どうか、覚えていて欲しい。
君は愛されていた。
どうか、忘れないで欲しい。
君は許されていた。
どうか、許して欲しい。
君に呪いを、架してしまったことに。
【愛してるよりん】
だからどうか君は幸せになってほしい。
それだけが私の願いでした。
▽▽▽▽▽▽▽▽▽
覚醒。直ぐさま反転し立ち上がる。
陽光に晒された筈の我が身。それは確かに晒されいるはずだ。
「何故…?」
気が動転する。鬼化して百余年即死を意味するそれを忌避してきたはずだ。久方振りの陽光への感想よりも先に浮き出る疑問。

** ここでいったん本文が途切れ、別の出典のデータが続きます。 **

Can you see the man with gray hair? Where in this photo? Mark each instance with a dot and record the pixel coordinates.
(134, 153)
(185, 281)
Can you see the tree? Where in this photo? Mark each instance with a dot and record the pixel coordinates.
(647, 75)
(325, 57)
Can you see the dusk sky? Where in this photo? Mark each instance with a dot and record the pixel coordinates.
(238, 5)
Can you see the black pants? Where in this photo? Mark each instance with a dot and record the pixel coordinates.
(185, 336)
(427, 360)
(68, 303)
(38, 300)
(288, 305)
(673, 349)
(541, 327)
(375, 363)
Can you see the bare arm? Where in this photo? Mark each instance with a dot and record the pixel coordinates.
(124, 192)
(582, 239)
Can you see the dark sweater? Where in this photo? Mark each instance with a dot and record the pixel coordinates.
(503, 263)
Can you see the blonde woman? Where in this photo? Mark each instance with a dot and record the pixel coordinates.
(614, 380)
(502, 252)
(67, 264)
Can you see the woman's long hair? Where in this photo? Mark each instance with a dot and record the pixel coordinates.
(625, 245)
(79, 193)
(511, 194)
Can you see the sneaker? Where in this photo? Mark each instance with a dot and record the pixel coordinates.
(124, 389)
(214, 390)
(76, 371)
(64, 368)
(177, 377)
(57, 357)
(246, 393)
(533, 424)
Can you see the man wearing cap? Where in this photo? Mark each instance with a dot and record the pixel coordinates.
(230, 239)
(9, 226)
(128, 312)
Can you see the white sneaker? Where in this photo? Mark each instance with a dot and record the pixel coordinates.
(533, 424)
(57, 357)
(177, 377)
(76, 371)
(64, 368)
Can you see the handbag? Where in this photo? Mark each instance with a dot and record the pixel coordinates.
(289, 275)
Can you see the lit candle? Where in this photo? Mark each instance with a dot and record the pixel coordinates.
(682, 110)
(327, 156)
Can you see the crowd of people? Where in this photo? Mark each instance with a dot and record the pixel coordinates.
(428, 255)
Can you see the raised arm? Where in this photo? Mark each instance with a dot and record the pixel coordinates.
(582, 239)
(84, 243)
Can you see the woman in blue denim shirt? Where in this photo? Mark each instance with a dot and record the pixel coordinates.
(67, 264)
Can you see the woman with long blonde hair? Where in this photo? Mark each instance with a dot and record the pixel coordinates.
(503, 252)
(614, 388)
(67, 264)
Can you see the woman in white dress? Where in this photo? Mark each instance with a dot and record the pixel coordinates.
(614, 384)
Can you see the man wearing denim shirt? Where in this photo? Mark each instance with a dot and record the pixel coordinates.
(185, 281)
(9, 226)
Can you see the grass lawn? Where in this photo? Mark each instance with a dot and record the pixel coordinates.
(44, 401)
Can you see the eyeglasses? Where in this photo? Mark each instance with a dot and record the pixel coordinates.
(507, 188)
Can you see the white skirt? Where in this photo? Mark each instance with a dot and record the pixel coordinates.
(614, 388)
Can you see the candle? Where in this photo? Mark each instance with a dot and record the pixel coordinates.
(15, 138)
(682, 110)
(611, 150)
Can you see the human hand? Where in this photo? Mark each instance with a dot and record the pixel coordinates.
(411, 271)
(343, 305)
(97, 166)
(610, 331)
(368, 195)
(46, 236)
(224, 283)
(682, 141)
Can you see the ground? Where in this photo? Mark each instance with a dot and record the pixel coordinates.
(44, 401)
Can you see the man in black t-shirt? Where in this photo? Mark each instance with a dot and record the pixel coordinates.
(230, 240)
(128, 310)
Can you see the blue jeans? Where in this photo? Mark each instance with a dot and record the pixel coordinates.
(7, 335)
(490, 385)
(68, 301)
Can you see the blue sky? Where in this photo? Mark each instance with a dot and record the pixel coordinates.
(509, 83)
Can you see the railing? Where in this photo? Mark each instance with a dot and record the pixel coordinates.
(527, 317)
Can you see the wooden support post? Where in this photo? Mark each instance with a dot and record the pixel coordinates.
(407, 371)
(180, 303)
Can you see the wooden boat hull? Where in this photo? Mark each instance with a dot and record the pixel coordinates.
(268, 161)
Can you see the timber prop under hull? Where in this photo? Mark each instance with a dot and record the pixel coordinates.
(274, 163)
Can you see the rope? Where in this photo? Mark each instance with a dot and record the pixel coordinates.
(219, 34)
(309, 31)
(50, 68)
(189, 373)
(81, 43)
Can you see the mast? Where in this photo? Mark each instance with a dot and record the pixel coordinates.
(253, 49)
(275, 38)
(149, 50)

「【陽光反転】我が【領域展開】の【永遠に蒼き天・天獄ノ無常】の効果だにぇ」
亀裂の笑みを浮かべにししと嗤う。
「【陽光】からのダメージを回復・膂力増強へ裏返す【血鬼術】……擬似的に【日光克服】を成す【真白】ちゃんの最高傑作になるのがアタシさ!!」
「…なら何故私にそれをかけた?」
「つまらないじゃん。遊びたいのヨ。アタシちゃんはさぁ!!死んでから百余年眠って溜まったこの鬱憤晴らさせて頂戴!!」
領域展開【血怪百鬼夜行・大犬神ノ陣】
巨大な血の狼を作り出し威嚇。獣の迫撃で天を殴り飛ばす。
「なら全力で【血霞麟】が相手にしてやる。…剣士としては君のが上だよ天。【領域展開】の使い方ならこっちが上だ。【領域変生】?いい発想だ。参考にさせて貰うよ【浸域】は強力だけど使い勝手悪いからね」
「麟さん」
「錆兎。皆離れて。……いや私達が離れるか。…………【犬神】」
「御意」
【犬神】は口を開け天を噛み掴み跳躍。産屋敷邸を離れる。私は【犬神】の背中に乗り突き進む。
広い荒野に移動する。
「…此処でしようぜ。…………ここならなんの憂いもないわ」
「きひ。ひゃは♪きゃは♪いいねぇ!!」
二刀を、構える。追随してきた2羽も彼女の後ろに舞い降りた。
その2羽は練度が違う。だが。
「【犬神】いけるよね?」
「姫。当然。」
好戦的笑みを浮かべる。獣人形態ではなく四足獣形態の彼はやる気に満ち満ちている。
私も【神血】を引き抜く。【犬神憑き】の一匹が持ってくる。遠吠え。
日輪刀【神血】やっぱり馴染む。
私の血を、啜り続けた【禍刀】
【全集中・深層】
構えるは【正眼】。集中。集中。集中。集中。
隙の在りすぎてどれが本当の隙か分からない。
術理も【本能】と重ねてきた【経験則】から。
奔放に見えて愚直に重ねてきた【反復】が所作から見える。
慢心する【天才】なら幾許かマシなんだが。
愉しむ為に彼女は油断も慢心する事も無い。
血の呼吸・拾ノ型
更に深く神経を研ぎ澄ませる。より清廉により精錬させる。他の五感を置き去りに鋭利に鋭くなお深く。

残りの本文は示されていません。